As they came over the hole, Tiaan saw far below a circular lake with rivers flowing into it like spokes of a wheel. In the centre stood a rocky peak, strangely bare, though the landscape around the lake was covered in snow and forest. They headed in plunging spirals toward the peak. Below the clouds they entered a rising column of warm air that buffeted the wing violently. Without warning it tilted up, a long fluttering strip of fabric tore free and the wing stalled.

Besant screamed something, her Art fizzed momentarily, then went out. Tiaan looked up to see the lyrinx’s wings collapse under her weight. She fell out of the air, plummeting towards them.

‘Cut free!’ she cried, a harsh croak as she shot past so close that the flier rippled.

Ryll was reaching out with a blade to cut the traces when Tiaan gasped, ‘No! She’s got the crystal!’

Making a violent manoeuvre that dragged the front of the wing down, Ryll plunged after her. As Besant’s weight came on the lines, the wing structure groaned. Ryll gripped the struts under the greatest strain, holding them together. The loose fabric cracked like a whip as they went into a vertical dive toward the peak.

Ryll shifted backwards, trying to compensate for Besant’s dead weight. The dive became shallower. He aimed the wing toward the top of the peak but it kept crabbing sideways. Besant was not moving, though the leathery material of her wings was extended.

They drifted over the peak, again passing through hot air that rocked the wing, though this time Ryll did not lose control.
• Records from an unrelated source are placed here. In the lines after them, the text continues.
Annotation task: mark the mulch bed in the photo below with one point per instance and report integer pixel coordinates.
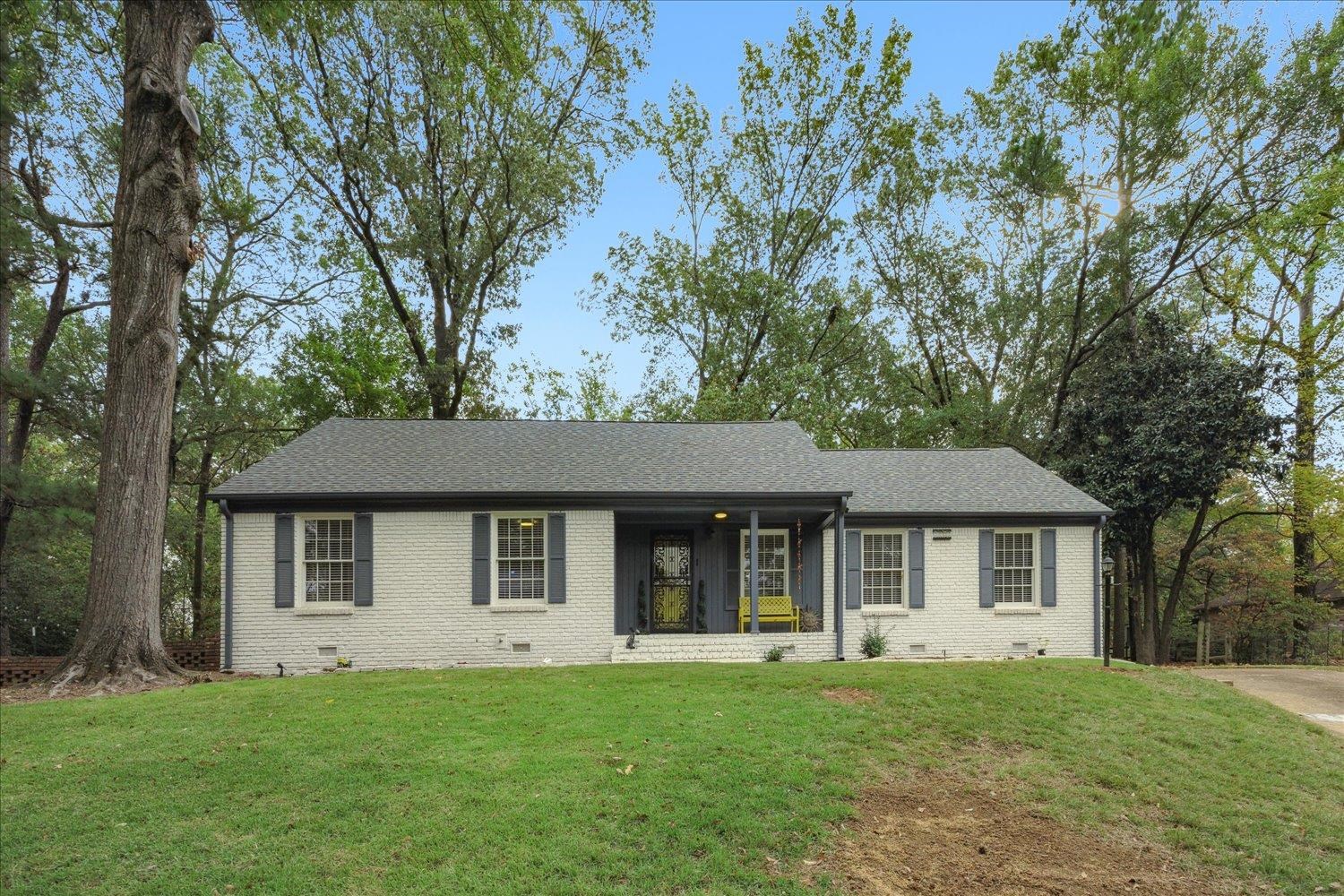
(37, 692)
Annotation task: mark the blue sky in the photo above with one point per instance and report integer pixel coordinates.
(954, 46)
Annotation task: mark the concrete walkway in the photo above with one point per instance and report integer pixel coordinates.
(1317, 694)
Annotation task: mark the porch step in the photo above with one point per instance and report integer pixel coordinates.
(719, 648)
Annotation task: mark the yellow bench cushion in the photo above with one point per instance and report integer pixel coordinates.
(769, 608)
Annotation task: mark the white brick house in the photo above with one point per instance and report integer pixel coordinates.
(438, 543)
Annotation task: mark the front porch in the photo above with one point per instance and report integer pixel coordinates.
(683, 582)
(723, 648)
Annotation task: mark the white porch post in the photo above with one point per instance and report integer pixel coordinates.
(753, 564)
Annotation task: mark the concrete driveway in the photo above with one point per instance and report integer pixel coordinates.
(1317, 694)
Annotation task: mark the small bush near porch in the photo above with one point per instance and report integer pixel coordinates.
(655, 778)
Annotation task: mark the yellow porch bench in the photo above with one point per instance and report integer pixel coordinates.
(769, 608)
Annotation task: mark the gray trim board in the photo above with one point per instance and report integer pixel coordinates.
(226, 661)
(784, 501)
(839, 573)
(970, 520)
(1097, 602)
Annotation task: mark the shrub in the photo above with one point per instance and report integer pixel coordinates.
(874, 643)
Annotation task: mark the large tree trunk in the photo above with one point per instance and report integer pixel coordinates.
(7, 188)
(1145, 649)
(1120, 605)
(1304, 450)
(198, 548)
(158, 207)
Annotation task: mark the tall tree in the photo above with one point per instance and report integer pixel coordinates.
(1093, 177)
(1284, 282)
(454, 144)
(156, 211)
(746, 304)
(56, 177)
(1160, 426)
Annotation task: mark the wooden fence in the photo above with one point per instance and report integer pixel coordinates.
(201, 656)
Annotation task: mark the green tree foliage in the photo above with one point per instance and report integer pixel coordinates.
(1282, 280)
(746, 306)
(354, 366)
(454, 144)
(1159, 427)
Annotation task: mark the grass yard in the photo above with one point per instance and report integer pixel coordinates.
(636, 778)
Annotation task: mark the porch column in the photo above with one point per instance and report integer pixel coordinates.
(753, 565)
(840, 579)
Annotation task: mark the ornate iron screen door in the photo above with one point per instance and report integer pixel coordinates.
(671, 583)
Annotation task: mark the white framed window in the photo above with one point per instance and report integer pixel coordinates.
(883, 568)
(1015, 567)
(521, 556)
(328, 573)
(771, 562)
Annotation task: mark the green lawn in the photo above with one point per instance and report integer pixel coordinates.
(481, 780)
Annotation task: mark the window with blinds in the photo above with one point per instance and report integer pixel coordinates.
(883, 568)
(1015, 560)
(328, 560)
(521, 557)
(771, 562)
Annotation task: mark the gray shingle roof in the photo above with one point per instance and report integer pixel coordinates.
(564, 457)
(984, 481)
(425, 458)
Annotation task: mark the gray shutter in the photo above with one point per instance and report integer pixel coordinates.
(986, 567)
(1047, 567)
(556, 557)
(914, 556)
(284, 559)
(480, 557)
(363, 559)
(852, 568)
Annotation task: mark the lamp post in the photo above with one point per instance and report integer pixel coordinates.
(1107, 568)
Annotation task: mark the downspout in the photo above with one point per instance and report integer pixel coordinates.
(228, 659)
(1097, 619)
(839, 571)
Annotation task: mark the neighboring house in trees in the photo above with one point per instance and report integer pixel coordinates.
(435, 543)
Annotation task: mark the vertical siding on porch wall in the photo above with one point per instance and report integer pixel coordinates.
(421, 611)
(715, 547)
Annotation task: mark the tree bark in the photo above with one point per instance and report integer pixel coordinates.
(1304, 449)
(1118, 605)
(158, 206)
(5, 312)
(198, 548)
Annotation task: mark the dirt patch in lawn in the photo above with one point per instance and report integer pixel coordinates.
(943, 834)
(849, 694)
(37, 692)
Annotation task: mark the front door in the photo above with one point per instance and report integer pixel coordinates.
(671, 578)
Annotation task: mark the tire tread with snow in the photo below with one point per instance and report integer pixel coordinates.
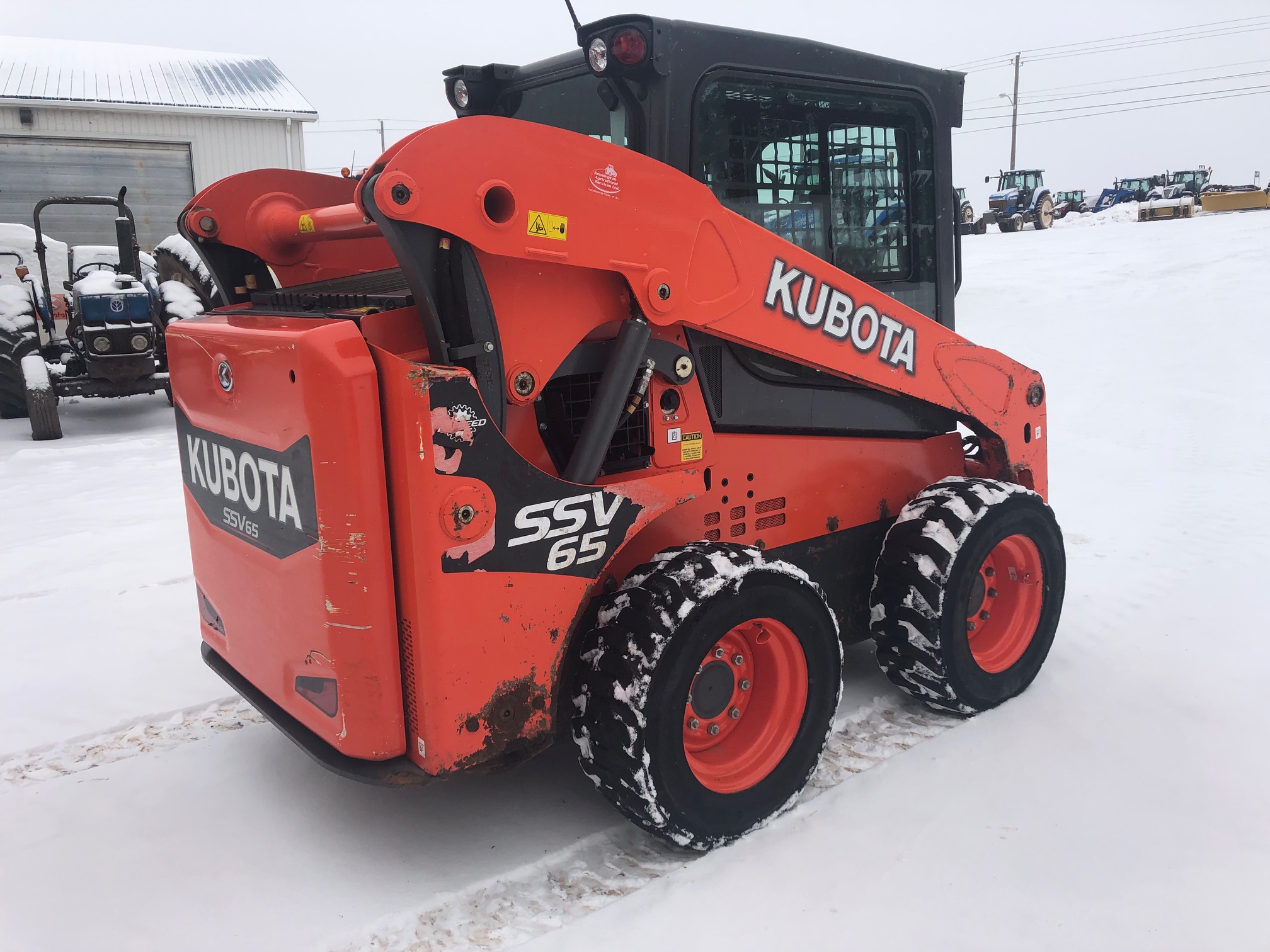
(41, 399)
(922, 586)
(14, 346)
(637, 666)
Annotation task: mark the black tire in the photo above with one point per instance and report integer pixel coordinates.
(14, 346)
(42, 405)
(173, 268)
(924, 587)
(1044, 216)
(638, 666)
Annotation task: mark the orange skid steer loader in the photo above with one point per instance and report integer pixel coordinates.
(615, 407)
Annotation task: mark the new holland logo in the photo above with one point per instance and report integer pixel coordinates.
(261, 496)
(820, 305)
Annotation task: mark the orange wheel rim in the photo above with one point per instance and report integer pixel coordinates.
(746, 706)
(1005, 603)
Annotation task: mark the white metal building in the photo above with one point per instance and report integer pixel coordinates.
(87, 118)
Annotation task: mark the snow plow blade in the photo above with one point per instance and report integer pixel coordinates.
(1236, 201)
(1161, 208)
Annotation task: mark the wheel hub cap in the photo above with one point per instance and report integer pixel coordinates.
(746, 706)
(1005, 603)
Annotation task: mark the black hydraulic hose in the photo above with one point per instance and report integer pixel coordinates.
(625, 361)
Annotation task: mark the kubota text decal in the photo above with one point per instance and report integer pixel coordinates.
(263, 497)
(820, 305)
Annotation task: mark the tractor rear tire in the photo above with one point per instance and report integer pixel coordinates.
(14, 346)
(1044, 215)
(41, 399)
(706, 691)
(968, 593)
(171, 267)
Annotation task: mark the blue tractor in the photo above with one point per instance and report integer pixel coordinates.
(1021, 197)
(113, 341)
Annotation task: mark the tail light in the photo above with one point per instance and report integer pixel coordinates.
(322, 693)
(629, 47)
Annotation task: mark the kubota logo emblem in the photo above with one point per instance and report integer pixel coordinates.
(820, 305)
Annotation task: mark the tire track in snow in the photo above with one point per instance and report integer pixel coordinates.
(142, 737)
(550, 894)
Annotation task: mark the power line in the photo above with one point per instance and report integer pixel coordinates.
(1143, 45)
(1043, 101)
(1191, 97)
(1113, 112)
(1131, 79)
(1056, 48)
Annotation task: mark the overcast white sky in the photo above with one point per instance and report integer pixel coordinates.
(382, 59)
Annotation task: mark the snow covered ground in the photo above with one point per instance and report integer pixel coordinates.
(1118, 804)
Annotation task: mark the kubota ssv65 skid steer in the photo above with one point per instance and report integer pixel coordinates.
(615, 407)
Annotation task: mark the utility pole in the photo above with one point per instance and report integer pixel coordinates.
(1014, 116)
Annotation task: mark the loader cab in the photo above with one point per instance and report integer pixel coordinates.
(845, 154)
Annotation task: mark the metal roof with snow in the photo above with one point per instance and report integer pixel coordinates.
(121, 75)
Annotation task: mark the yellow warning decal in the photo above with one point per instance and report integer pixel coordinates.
(542, 225)
(690, 447)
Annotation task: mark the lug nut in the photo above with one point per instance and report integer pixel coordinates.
(523, 383)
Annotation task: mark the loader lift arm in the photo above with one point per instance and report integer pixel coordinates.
(685, 258)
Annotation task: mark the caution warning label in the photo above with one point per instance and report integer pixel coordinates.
(552, 226)
(690, 447)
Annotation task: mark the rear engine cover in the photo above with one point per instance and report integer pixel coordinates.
(282, 461)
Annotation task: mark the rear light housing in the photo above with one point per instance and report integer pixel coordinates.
(620, 48)
(629, 47)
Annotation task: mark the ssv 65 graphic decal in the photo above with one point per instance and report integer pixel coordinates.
(820, 305)
(263, 497)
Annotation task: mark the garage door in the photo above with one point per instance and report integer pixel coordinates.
(157, 176)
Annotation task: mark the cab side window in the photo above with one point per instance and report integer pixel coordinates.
(845, 174)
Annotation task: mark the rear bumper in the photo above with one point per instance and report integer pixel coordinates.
(398, 772)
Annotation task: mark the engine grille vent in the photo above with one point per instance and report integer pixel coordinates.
(406, 638)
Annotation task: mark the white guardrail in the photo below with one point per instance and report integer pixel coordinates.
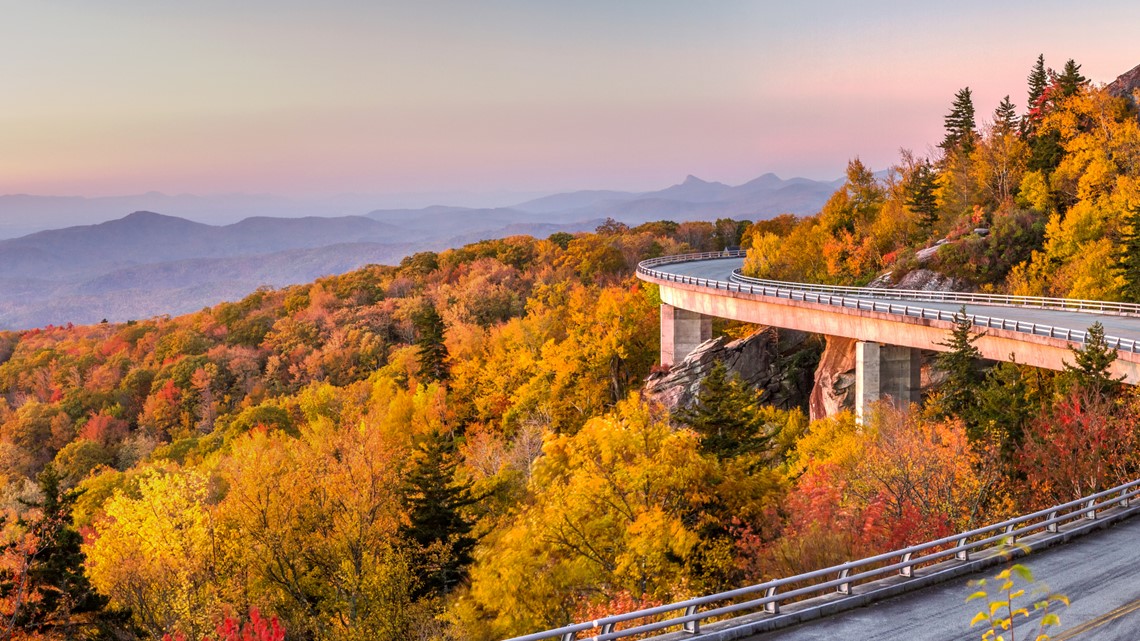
(687, 615)
(871, 299)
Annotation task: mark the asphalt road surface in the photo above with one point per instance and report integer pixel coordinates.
(1099, 573)
(1120, 326)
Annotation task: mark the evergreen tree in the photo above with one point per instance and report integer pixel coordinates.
(960, 124)
(725, 415)
(1071, 80)
(921, 196)
(437, 522)
(48, 592)
(1128, 257)
(431, 350)
(1091, 363)
(963, 376)
(1006, 405)
(1039, 80)
(1006, 120)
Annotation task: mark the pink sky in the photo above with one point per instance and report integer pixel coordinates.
(274, 97)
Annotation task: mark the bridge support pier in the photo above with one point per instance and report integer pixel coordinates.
(681, 332)
(886, 371)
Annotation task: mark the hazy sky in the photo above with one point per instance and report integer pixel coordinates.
(339, 96)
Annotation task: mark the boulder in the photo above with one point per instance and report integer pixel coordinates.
(779, 363)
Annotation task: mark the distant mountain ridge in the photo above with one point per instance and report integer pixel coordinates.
(149, 264)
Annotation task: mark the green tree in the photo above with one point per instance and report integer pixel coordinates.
(1039, 80)
(921, 195)
(1071, 80)
(725, 415)
(963, 378)
(1092, 362)
(1128, 257)
(961, 128)
(1006, 120)
(431, 353)
(47, 591)
(437, 521)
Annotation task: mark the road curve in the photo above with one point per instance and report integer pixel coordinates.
(1121, 326)
(1097, 571)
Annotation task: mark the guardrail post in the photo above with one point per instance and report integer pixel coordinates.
(844, 587)
(773, 606)
(962, 553)
(692, 626)
(908, 570)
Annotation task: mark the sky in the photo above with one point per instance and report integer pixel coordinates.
(372, 97)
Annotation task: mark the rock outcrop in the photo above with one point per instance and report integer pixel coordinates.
(1125, 84)
(779, 363)
(835, 379)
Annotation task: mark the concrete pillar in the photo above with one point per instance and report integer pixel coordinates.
(681, 332)
(886, 371)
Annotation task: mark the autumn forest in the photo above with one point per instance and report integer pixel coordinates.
(458, 447)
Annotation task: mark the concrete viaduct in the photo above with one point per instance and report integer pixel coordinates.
(890, 326)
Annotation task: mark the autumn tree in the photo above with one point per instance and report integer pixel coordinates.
(1128, 257)
(42, 585)
(1084, 444)
(438, 522)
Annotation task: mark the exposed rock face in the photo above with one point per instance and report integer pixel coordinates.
(1125, 84)
(921, 280)
(835, 379)
(776, 362)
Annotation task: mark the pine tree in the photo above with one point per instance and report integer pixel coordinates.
(1092, 362)
(1128, 258)
(921, 195)
(1039, 79)
(963, 378)
(725, 415)
(437, 524)
(1071, 80)
(960, 124)
(1006, 120)
(431, 350)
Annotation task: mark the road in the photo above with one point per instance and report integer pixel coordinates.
(1120, 326)
(1098, 573)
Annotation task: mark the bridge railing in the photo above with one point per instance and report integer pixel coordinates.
(1040, 302)
(689, 614)
(869, 299)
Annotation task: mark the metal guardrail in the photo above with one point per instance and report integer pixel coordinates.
(844, 576)
(866, 299)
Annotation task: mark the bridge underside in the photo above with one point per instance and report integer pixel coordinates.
(887, 357)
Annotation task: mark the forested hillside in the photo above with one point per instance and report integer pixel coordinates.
(1041, 203)
(456, 447)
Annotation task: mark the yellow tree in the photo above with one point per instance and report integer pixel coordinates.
(607, 512)
(162, 554)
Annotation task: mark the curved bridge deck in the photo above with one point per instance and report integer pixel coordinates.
(1034, 331)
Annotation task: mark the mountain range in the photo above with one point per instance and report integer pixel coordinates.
(148, 264)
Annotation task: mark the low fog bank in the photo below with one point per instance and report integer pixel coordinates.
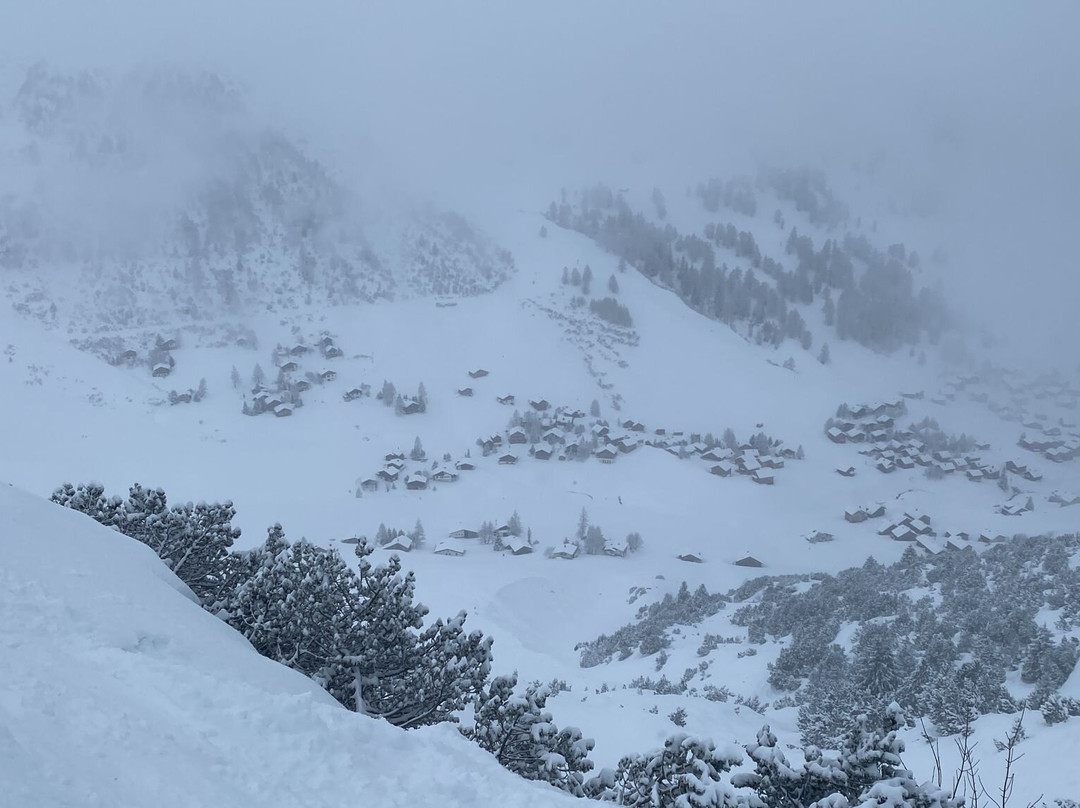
(967, 110)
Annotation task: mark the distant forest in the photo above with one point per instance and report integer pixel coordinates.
(941, 635)
(866, 295)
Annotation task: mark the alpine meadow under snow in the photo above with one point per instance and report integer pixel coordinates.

Not far to go now. They swept across the water, still going incredibly fast. He wrenched them back on course. The peak was a jumbled mass that looked like welded rock and metal, oily green-black and rusty-red, quite devoid of vegetation. Ryll seemed to be aiming for a smooth area pitted with holes and clotted rock mounds, surrounded by spires.

Besant, hanging five or six spans below them, would hit and pull them head-first into the ground. Ryll tried to haul her up but the wing creaked and cracked. Below, figures issued from a hole in the rock, small from this distance but recognisable as lyrinx.